Physicians' Academy for Cardiovascular Education

Subcutaneous fat cell lipolysis independent contributor to variations in plasma lipids

Subcutaneous Adipocyte Lipolysis Contributes to Circulating Lipid Levels

Literature - Rydén M and Arner P - Arterioscler Thromb Vasc Biol. 2017 Jun 29, Epub ahead of print


Circulating cholesterol and triglyceride levels are important independent risk factors for development of atherosclerotic cardiovascular disease [1,2]. As fatty acids have a role in dyslipidemia [3,4], one can think that fat cell lipolysis resulting in free fatty acids (FFAs) in the circulation, may affect the levels of cholesterol and triglycerides. For example, high FFA levels may increase the hepatic production of LDL-c, which in turn may reduce HDL-c levels by increasing transfer of triglycerides to HDL leading to hydrolysis and thereby the formation of remnant cholesterol.

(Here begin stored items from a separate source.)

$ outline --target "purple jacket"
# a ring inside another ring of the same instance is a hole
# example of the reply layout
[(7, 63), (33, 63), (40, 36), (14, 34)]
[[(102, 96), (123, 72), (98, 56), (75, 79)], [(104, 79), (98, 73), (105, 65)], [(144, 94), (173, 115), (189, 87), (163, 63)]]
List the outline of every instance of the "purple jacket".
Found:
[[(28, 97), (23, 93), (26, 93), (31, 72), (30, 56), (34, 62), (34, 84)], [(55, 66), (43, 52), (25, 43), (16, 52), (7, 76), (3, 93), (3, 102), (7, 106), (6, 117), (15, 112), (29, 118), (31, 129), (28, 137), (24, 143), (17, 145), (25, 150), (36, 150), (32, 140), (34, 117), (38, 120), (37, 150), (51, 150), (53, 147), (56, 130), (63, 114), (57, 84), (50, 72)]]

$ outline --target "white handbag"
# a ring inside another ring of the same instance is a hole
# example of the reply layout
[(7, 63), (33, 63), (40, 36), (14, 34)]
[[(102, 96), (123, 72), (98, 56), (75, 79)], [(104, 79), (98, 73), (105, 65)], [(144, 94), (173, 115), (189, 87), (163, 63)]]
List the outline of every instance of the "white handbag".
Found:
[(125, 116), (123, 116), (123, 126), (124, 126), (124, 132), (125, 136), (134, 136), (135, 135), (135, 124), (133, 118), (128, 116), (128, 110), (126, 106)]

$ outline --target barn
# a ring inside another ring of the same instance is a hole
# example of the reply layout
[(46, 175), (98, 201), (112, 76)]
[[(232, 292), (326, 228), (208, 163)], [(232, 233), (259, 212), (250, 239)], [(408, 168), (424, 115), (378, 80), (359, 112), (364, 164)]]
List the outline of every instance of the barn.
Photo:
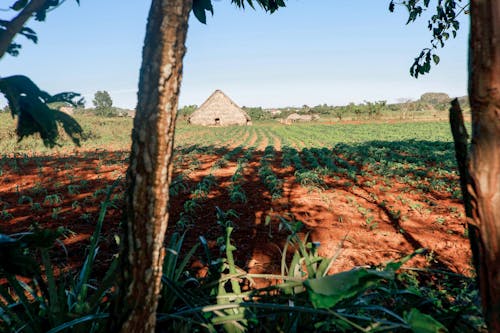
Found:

The release and storage of adipose FFAs equals the turnover of measurable fat cell triglycerides [5,6]. It has been shown that forms of dyslipidemia were linked to altered triglyceride turnover and that this was proportional to subcutaneous adipocyte lipolysis activity [7-9]. Therefore, this suggest that fat cell lipolysis may affect circulating lipid levels. In humans, catecholamines and natriuretic peptides have prolipolytic activity, whereas insulin is the major hormone with antilipolytic activity.

A large study including >1000 individuals was conducted to investigate the relationship between different effectors of adipocyte lipolysis and circulating lipid levels.

Main results


In this study, resistance to the antilipolytic effect of insulin and a high rate of basal lipolysis are associated with low HDL-c and high triglyceride levels. This was independent of classical risk factors influencing plasma lipids. Moreover, antilipolytic insulin sensitivity and basal lipolytic activity together explained 14% of variations in plasma triglycerides or HDL-c, thereby suggesting clinical importance for dyslipidemia.